If there are people within your company who fall into this noncompliance category, your first step is to understand the reason behind their noncompliance. Upon doing so, one of the following plans of action may be of value:
- Listen to why they disagree with you. If they think you are going in the wrong direction, maybe you are and have not seen it. Be flexible if they are right.
- If you do not believe your project will be a problem for them, have a discussion with them to address their concerns. You may be able to find middle ground with an acceptable compromise.
- If you cannot reach an agreement, at least try to “agree to disagree” on direction and principle. Then attempt to find a way you can both move forward without hurting each other’s interests.
Required Levels of Support by Specific Individuals
Whereas the level of commitment measures the willingness of people to support your project, the level of need measures the importance of their support in moving your project forward. In effect, the commitment level is what they think of you, and the level of need is what you think about them.
Must actively support: Without full commitment, your project will fail
The support of these people is essential for you to be successful. Your project will fail without their approval, resources, budget, or other key components. For example, if you are trying to implement a customer resource management (CRM) system with a sales organization, the VP of sales must support the project. Even if the system is implemented, it will not be adopted by the salespeople if the VP does not require them to make the change.
Must acquiesce: You need their approval but not their ongoing support
This category of people cannot necessarily help you succeed, but they can make you fail. For example, if you are in a regulated industry, such as financial services or healthcare, you may need the approval of the compliance and/or legal departments to proceed. As a second example, if you want to implement a new employee goal-setting process within your department, it would be nice to have the help of the Human Resources (HR) group to use their expertise in employee performance measurement. Even if they are not willing to help you with implementation, their approval may be required because of HR’s political clout within your organization.
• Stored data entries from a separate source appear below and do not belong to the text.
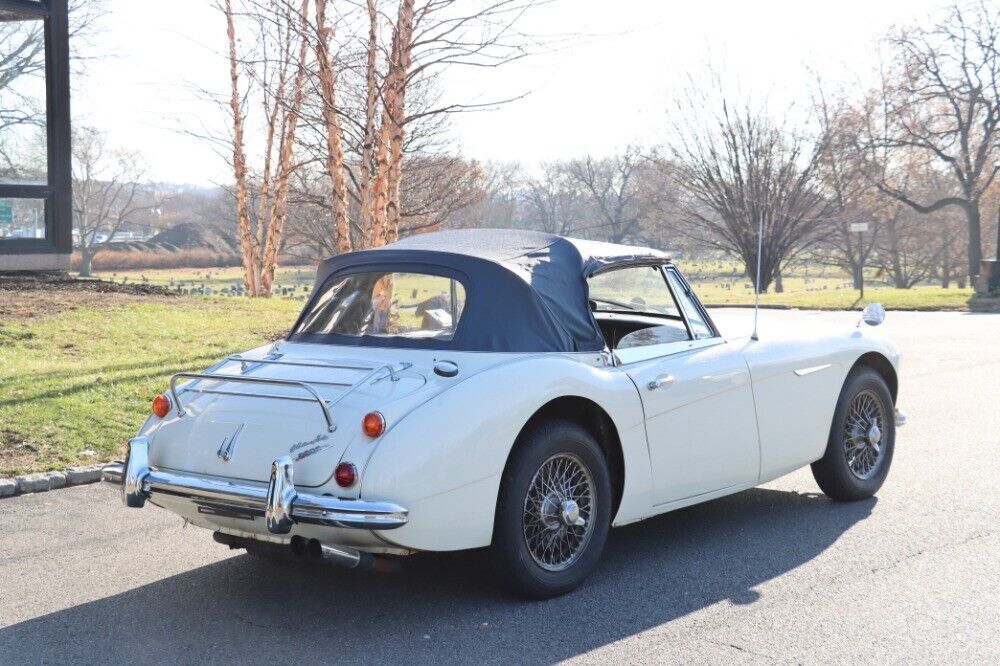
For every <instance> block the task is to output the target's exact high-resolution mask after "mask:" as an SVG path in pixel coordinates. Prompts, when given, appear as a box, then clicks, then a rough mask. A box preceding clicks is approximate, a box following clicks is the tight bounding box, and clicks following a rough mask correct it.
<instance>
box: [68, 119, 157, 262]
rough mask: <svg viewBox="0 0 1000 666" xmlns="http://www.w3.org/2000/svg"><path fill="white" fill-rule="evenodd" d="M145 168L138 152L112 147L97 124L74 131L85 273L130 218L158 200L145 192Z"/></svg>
mask: <svg viewBox="0 0 1000 666" xmlns="http://www.w3.org/2000/svg"><path fill="white" fill-rule="evenodd" d="M142 178H143V169H142V166H141V164H140V161H139V158H138V156H137V155H136V154H135V153H134V152H129V151H125V150H120V149H112V148H110V147H109V146H108V145H107V142H106V140H105V137H104V135H102V134H101V133H100V132H98V131H97V130H94V129H90V128H87V127H77V128H75V129H74V131H73V218H74V222H75V225H76V228H77V232H78V234H79V239H80V240H79V248H80V258H81V265H80V275H81V276H85V277H86V276H89V275H90V270H91V269H90V267H91V262H92V260H93V258H94V256H95V255H96V254H97V253H98V252H100V251H101V250H102V249H104V247H105V246H106V245H107V244H108V243H110V242H111V241H113V240H114V237H115V235H116V234H118V233H119V232H120V231H122V230H123V228H124V227H125V226H126V225H127V224H128V222H129V220H130V218H132V217H133V216H135V215H136V214H137V213H139V212H140V211H143V210H146V209H149V208H155V207H156V203H155V202H152V201H149V200H148V198H147V197H145V196H143V193H142V186H141V184H140V181H141V180H142Z"/></svg>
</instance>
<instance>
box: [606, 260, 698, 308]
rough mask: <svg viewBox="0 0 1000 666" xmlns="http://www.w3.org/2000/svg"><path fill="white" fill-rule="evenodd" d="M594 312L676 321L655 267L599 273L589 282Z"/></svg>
mask: <svg viewBox="0 0 1000 666" xmlns="http://www.w3.org/2000/svg"><path fill="white" fill-rule="evenodd" d="M589 288H590V302H591V309H592V310H593V311H594V312H636V313H642V314H653V315H669V316H672V317H680V312H678V310H677V305H676V304H675V303H674V299H673V298H672V297H671V295H670V290H669V289H668V288H667V283H666V282H665V281H664V279H663V272H662V271H661V270H660V267H659V266H636V267H632V268H623V269H620V270H613V271H608V272H606V273H599V274H597V275H595V276H594V277H592V278H590V280H589Z"/></svg>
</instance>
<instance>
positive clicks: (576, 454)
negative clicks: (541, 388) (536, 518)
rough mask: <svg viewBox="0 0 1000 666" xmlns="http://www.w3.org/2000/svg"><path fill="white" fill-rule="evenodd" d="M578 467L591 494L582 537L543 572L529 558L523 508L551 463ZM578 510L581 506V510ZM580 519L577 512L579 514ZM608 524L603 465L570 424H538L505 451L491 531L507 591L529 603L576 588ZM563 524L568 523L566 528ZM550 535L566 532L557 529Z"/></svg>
mask: <svg viewBox="0 0 1000 666" xmlns="http://www.w3.org/2000/svg"><path fill="white" fill-rule="evenodd" d="M554 458H555V459H560V460H568V461H571V462H572V463H574V464H575V463H579V464H582V466H583V468H585V470H586V473H589V480H590V482H591V483H589V484H587V482H586V481H584V482H583V484H584V485H586V487H587V488H588V489H590V490H591V491H592V493H591V494H592V502H591V503H590V505H589V507H588V509H587V510H586V513H587V517H586V520H587V526H586V527H584V528H582V530H580V531H579V533H582V534H587V535H589V536H586V537H585V538H581V539H580V542H581V543H582V545H580V546H578V547H577V548H576V550H575V551H574V555H572V557H571V561H569V562H567V563H557V564H555V565H553V564H552V563H549V566H550V567H551V566H564V567H565V568H563V569H562V570H558V571H556V570H550V569H547V568H544V567H543V566H542V565H541V564H539V562H538V561H537V560H536V556H534V555H532V551H531V550H530V549H529V546H528V541H527V537H526V536H525V516H524V512H525V504H526V499H527V497H528V491H529V488H530V487H531V485H532V483H533V481H534V480H535V475H536V473H538V472H539V471H540V469H541V468H542V466H543V464H545V463H547V462H548V461H550V460H552V459H554ZM582 506H584V505H582V504H581V507H582ZM581 517H583V513H581ZM610 523H611V480H610V477H609V473H608V465H607V461H606V459H605V457H604V453H603V451H602V450H601V447H600V446H599V445H598V444H597V442H596V441H595V440H594V437H593V436H592V435H591V434H590V433H589V432H587V431H586V430H585V429H584V428H583V427H581V426H580V425H578V424H576V423H573V422H572V421H564V420H550V421H545V422H541V423H538V424H536V425H534V426H532V427H531V429H530V430H528V431H526V432H525V433H523V434H522V435H521V437H520V438H518V441H517V443H516V444H515V445H514V450H513V451H512V452H511V455H510V459H509V460H508V461H507V467H506V469H505V470H504V474H503V479H502V480H501V482H500V493H499V496H498V498H497V511H496V520H495V523H494V526H493V555H494V560H495V562H496V566H497V569H498V570H499V572H500V574H501V575H502V579H503V580H504V582H505V583H506V586H507V588H508V589H509V590H510V591H511V592H513V593H514V594H516V595H518V596H522V597H526V598H529V599H548V598H551V597H556V596H559V595H561V594H566V593H567V592H570V591H571V590H573V589H575V588H576V587H578V586H579V585H580V584H581V583H582V582H583V581H584V579H586V577H587V576H588V575H590V573H591V572H592V571H593V570H594V568H595V567H596V566H597V563H598V562H599V561H600V558H601V553H602V552H603V551H604V543H605V541H606V540H607V536H608V530H609V528H610ZM567 525H568V523H567ZM554 529H555V531H558V530H564V531H568V530H570V529H571V528H569V527H563V526H559V527H558V528H554Z"/></svg>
Can influence stakeholders: Has no direct control but can influence needed decision makers
Those who fall into this category do not have any direct control over you or your projects; however, they have the ability to influence those who do. These people are generally in one of the following organizational roles:
- Staff-type job, such as strategic planning, reporting to the decision maker.
- Friend or relative of the decision maker who can influence decisions related to your project.
- Stakeholder with organizational clout who will be affected by your project.
- Person partially or fully funding the project.
Has little influence: Has no direct ability to influence decision makers but can raise issues about your project if unhappy
This person has very little actual influence, but thinks they do. They will have to work hard to get the ear of the decision maker, but it is possible if they feel strongly for or against your project. Minimally, they can be a minor player singing your praises or an annoyance who could cost you time, money, and aggravation.
Has no influence: Has no effect on your project
Lastly, people in this category have no internal political clout and, theoretically, have no effect on your project’s success or failure. Beware, the danger with people in this category is the unknown. For example, what if the high school intern opening envelopes in the accounts receivable department is the daughter of the chief financial officer (CFO), and you don’t know it? This unseen connection to a decision maker can cause you and/or your project harm.